Bursa'da bir eski cami avlusu,
Küçük şadırvanda şakırdayan su;
Orhan zamanından kalma bir duvar...
Onunla bir yaşta ihtiyar çınar
Eliyor dört yana sakin bir günü.
Bir rüyadan arta kalmanın hüznü
İçinde gülüyor bana derinden.
Yüzlerce çeşmenin serinliğinden
Ovanın yeşili göğün mavisi
Ve mimarîlerin en ilâhisi.
Bugünkü yazımıza Ahmet Hamdi TANPINAR’ın “Bursa’da Zaman” şiirinden bir alıntı ile başlamak istedim. İstedim; çünkü bu şiir –özellikle de bu dizeler- çocukluğumun o güzel cami manzaralarını hatırlatır bana hep. Hatırlatır ve özletir.
Üzülerek görüyoruz ki artık o “avlu”lar bakımsız, o “şadırvan”lar şakırdamıyor, o “duvar” yıkık ve o “çınar” kesik.

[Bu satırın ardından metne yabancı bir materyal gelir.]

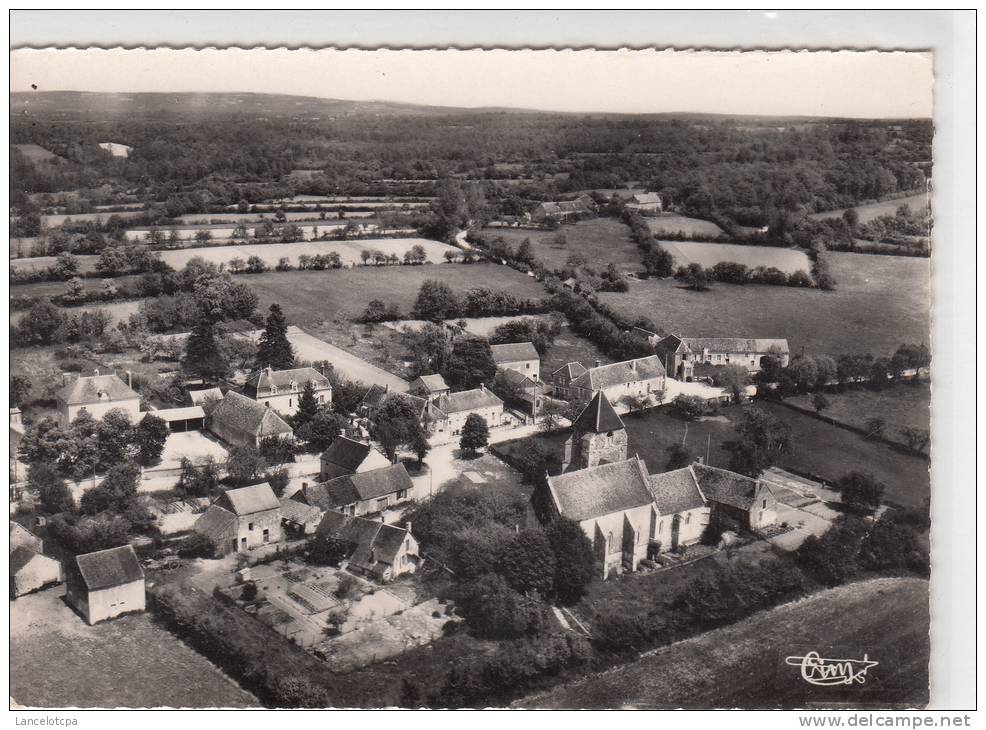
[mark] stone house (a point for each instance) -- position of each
(281, 389)
(105, 584)
(97, 394)
(242, 519)
(238, 420)
(377, 550)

Bir de bahçe duvarlarının yüksek , kalın yasak bölge gibi olması yok mu ? GİRİLMEZ der gibisine. Cadde den sokaktan geçerken o güzelim okulumun , camimin avlusuna gül bahçelerine seyretmek varken . Güzel dekorlu demir korkuluklar yapılsa görmeye değer.Ortacalar , güller , kasım patları birde TİRE min laleleri olsa. 
Yüksek duvar ve iç kısmında  köşesinde poşet yığını .

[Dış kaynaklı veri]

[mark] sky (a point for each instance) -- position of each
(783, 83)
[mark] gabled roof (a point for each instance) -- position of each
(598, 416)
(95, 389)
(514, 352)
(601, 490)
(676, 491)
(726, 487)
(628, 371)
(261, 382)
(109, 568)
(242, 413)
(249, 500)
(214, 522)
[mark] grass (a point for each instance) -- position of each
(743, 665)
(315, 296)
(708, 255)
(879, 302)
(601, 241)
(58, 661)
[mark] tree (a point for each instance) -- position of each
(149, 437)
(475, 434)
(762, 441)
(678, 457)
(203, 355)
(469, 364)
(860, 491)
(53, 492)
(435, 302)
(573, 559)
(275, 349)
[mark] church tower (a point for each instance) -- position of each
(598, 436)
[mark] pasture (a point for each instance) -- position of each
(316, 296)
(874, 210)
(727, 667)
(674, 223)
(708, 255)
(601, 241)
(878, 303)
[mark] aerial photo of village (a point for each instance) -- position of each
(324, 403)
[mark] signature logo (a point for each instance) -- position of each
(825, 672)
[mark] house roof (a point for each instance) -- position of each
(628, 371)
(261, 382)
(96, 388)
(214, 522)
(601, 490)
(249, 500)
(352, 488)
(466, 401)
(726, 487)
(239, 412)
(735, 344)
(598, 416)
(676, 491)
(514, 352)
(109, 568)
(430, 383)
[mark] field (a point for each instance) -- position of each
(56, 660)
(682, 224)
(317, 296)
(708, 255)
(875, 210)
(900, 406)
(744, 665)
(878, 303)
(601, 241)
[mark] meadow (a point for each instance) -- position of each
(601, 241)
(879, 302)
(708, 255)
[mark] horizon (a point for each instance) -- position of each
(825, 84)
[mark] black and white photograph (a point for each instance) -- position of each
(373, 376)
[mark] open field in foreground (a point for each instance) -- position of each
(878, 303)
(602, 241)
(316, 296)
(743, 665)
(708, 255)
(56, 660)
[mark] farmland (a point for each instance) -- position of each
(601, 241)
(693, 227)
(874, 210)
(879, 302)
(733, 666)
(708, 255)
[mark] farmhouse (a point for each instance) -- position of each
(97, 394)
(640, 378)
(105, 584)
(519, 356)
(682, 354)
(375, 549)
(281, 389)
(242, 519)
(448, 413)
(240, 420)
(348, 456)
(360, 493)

Cami, Müslüman bir toplumun vicdanıdır. Biz, din adamlarına günah çıkarmayız; Allah’ın huzuruna çıkar tövbe ederiz. Biz de ihtiyaç sahipleri, düşkünler camilere gelir; hırsızlığa, harama gitmezler. Ancak maalesef vicdanlarımızla birlikte, camilerimiz de kirleniyor; kalplerimizle birlikte camilerimiz de betonlaşıyor galiba. Vicdanımızla birlikte, camilerimiz de fakirleşiyor.
Özellikle benim yaşıtlarım, zamanda şöyle bir yolculuk yapsınlar. Yirmi sene kadar geriye gitsinler:
Günlerden salı. Pazar kurulmuş. Mehmet Amca köyünden çıkıp gelmiş. Alışverişini yapmış. Yılların yorgunluğuna bir de salı pazarının yorgunluğu ekleyen Mehmet Amca; Yeni Cami’nin avlusuna girer girmez onu “hoş geldin” dercesine mis gibi bir ıhlamur kokusu karşılar. Ihlamurların kokusuna, Kur’an kursuna gelen çocukların suladığı bahçeden gelen toprak kokusu eşlik eder. Şadırvana oturan Mehmet Amca buz gibi dağ suyuyla elini yüzünü yıkar. Serinlik… Huzur… ve şükür… Derken serin ve tatlı bir rüzgâr kopup gelir yükseklerden. Avludaki zeytin ağaçları da hafifçe eğip başlarını selamlar Mehmet Amca’yı. Abdestini alan Mehmet Amca, camiye girip sadeliğin zarafeti ve İslam sanatının ihtişamıyla namazını edâ eder. Ne yazın sıcağı kalır o anda ne yolun yorgunluğu ne pazarın keşmekeşi. 
Peki ya bugün?
Bir diğer konu da okullarımız. Camiler vicdanımızsa, okullarımız da beynimiz. Geleceğimiz, umudumuz yani çocuklarımız; zihinsel, bedensel ve ruhsal olarak okullarda şekilleniyor. Okullar çocuklarımıza doğruyu, iyiyi ve güzeli öğreten; onların nitelikli bir birey olabilmesine katkı sağlayan sosyal mekânlardır. 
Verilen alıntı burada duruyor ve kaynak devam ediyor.